C’est alors que s’était déroulée une partie serrée de « double jeu » par télégrammes, entre l’amiral Robert et Vichy sous le « contrôle » impitoyable de l’occupant.
Bien sûr, l’amiral Robert fit en sorte de manœuvrer, de tenir le plus longtemps possible d’éviter d’envoyer par le fond, le trésor de la Banque de France. Dans ses télégrammes au gouvernement de Vichy, il précise même, « vous avez compris la manœuvre politique par laquelle je m’étais proposé d’éluder les ordres de sabordage et d’immersion de l’or, évidemment dictés par l’occupant, sans que cette décision entraîne des représailles de ce dernier contre la métropole. Bien que cette manœuvre ait été éventée au dernier moment, son résultat n’en a pas moins été atteint… »
Manœuvre qui rendit fou de rage le dit occupant qui ne manqua pas d’en marquer son dépit. L’or français n’irait pas au fond de l’océan, mais on avait eu chaud. Quelle aventure que ce transfert du reste depuis 1940 !
Revenons un instant sur son rocambolesque trajet de la France aux Antilles, de Brest à Fort-de-France. Le 10 juin 1940 donc,un chargement de 350 tonnes d’or fin est embarqué à Brest, à bord du croiseur Émile Bertin.
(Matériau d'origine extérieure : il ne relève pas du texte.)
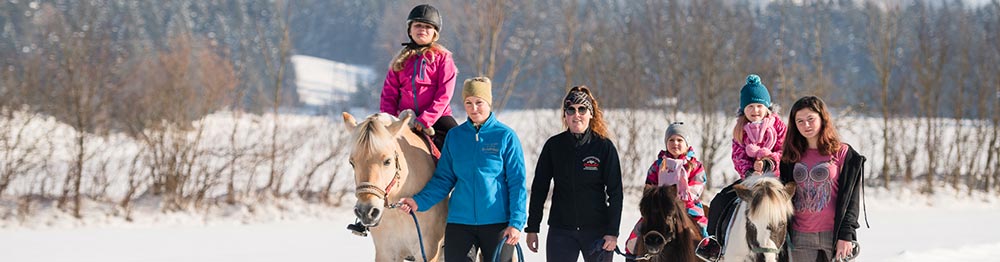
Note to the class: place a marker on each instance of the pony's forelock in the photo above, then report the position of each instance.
(768, 192)
(372, 136)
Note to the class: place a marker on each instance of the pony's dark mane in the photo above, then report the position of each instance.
(663, 202)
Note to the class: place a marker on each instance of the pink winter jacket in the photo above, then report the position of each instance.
(760, 140)
(434, 76)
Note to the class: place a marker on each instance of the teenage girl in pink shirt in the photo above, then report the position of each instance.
(829, 179)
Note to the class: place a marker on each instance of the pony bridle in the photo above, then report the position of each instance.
(369, 188)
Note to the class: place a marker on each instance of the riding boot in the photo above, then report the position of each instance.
(709, 249)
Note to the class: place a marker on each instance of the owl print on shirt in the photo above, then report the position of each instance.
(815, 186)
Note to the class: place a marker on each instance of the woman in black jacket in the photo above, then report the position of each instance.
(829, 178)
(587, 198)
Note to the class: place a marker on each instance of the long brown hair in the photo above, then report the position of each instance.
(828, 142)
(597, 124)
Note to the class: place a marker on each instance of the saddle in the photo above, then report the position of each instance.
(431, 145)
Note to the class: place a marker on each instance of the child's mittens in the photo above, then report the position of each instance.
(666, 174)
(752, 150)
(672, 172)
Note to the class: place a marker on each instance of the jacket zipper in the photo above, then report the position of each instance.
(418, 71)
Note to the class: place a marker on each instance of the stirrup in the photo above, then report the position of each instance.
(358, 229)
(709, 249)
(854, 253)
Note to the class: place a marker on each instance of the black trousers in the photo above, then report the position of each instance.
(441, 128)
(567, 245)
(462, 241)
(722, 208)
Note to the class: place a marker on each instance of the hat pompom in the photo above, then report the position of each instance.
(753, 79)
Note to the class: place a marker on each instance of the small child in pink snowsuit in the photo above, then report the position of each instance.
(758, 134)
(676, 165)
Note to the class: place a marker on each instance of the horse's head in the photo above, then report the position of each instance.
(377, 162)
(665, 224)
(770, 206)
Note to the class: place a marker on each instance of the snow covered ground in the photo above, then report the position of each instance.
(904, 227)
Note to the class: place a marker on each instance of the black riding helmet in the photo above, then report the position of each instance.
(424, 13)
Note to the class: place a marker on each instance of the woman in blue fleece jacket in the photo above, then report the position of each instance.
(482, 166)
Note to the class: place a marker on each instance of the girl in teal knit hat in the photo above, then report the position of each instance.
(758, 134)
(757, 142)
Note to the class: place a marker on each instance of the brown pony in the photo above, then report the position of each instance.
(757, 231)
(390, 161)
(667, 232)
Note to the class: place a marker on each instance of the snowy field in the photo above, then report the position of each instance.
(905, 227)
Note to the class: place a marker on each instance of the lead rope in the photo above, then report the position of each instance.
(420, 237)
(496, 252)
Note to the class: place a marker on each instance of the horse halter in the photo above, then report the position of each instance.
(369, 188)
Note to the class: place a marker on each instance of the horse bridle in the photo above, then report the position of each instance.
(369, 188)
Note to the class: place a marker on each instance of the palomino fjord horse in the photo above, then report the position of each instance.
(759, 226)
(666, 232)
(391, 161)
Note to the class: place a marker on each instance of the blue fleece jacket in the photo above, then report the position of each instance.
(485, 167)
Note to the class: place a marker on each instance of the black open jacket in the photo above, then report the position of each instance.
(850, 181)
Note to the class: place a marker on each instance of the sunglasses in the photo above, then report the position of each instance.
(582, 110)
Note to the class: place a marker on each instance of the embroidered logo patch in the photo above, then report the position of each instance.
(491, 148)
(591, 163)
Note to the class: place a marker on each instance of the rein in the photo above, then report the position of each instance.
(369, 188)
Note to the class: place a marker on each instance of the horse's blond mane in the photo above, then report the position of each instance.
(769, 201)
(373, 136)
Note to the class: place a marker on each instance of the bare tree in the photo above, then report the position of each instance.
(883, 40)
(81, 82)
(930, 57)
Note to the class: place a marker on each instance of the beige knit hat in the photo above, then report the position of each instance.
(480, 87)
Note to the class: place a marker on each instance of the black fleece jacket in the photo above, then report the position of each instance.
(588, 184)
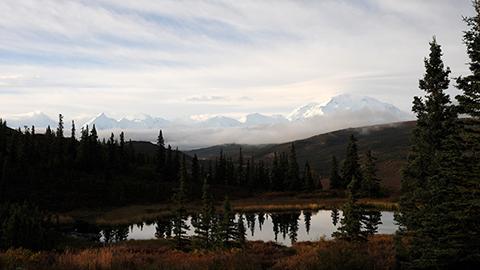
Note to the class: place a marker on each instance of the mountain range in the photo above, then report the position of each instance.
(341, 105)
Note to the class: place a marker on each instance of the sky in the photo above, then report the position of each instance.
(197, 58)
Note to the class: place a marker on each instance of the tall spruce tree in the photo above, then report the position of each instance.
(308, 178)
(335, 178)
(241, 231)
(469, 107)
(160, 152)
(204, 226)
(60, 126)
(228, 226)
(293, 177)
(351, 223)
(351, 166)
(195, 170)
(430, 193)
(371, 182)
(180, 213)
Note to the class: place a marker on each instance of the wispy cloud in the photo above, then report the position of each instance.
(202, 57)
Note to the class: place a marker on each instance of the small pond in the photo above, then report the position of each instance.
(283, 227)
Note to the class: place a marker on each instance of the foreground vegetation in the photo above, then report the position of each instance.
(378, 253)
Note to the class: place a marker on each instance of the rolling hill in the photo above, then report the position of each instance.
(389, 143)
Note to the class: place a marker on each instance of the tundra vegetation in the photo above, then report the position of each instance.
(439, 207)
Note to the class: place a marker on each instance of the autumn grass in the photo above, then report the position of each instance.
(377, 253)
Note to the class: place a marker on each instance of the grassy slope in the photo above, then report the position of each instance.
(378, 253)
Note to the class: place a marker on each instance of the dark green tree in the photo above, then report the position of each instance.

Ce bâtiment, commandé par le capitaine de vaisseau Battet était, en effet, arrivé à Halifax le 18 juin 1940… Vu la demande d’armistice faite par la France et constatant l’évolution des relations anglofrançaises qui en découlait, le commandant Battet avait cru bon de demander à l’amirauté française s’il devait y débarquer son chargement, ou attendre de nouvelles instructions. La réponse arriva le 21 juin sous la forme : « Ralliez Fort-de-France avec votre chargement précieux.«
A ce moment l’amiral anglais commandant la base, après plusieurs prétextes « cousus de fil blanc », lui avait avoué avoir reçu de Londres l’ordre d’empêcher l’appareillage des navires français. Aussitôt le commandant Battet avait rendu compte à l’amirauté française : « Autorités navales anglaises me font savoir que, par ordre de leur gouvernement, elles s’opposeront par la force à mon départ. Stop. Ai informé ambassade de France à Washington et amiral Antilles. Stop. Je prends vos ordres pour sortir par la force. Stop. Chances de réussite : une sur trois ».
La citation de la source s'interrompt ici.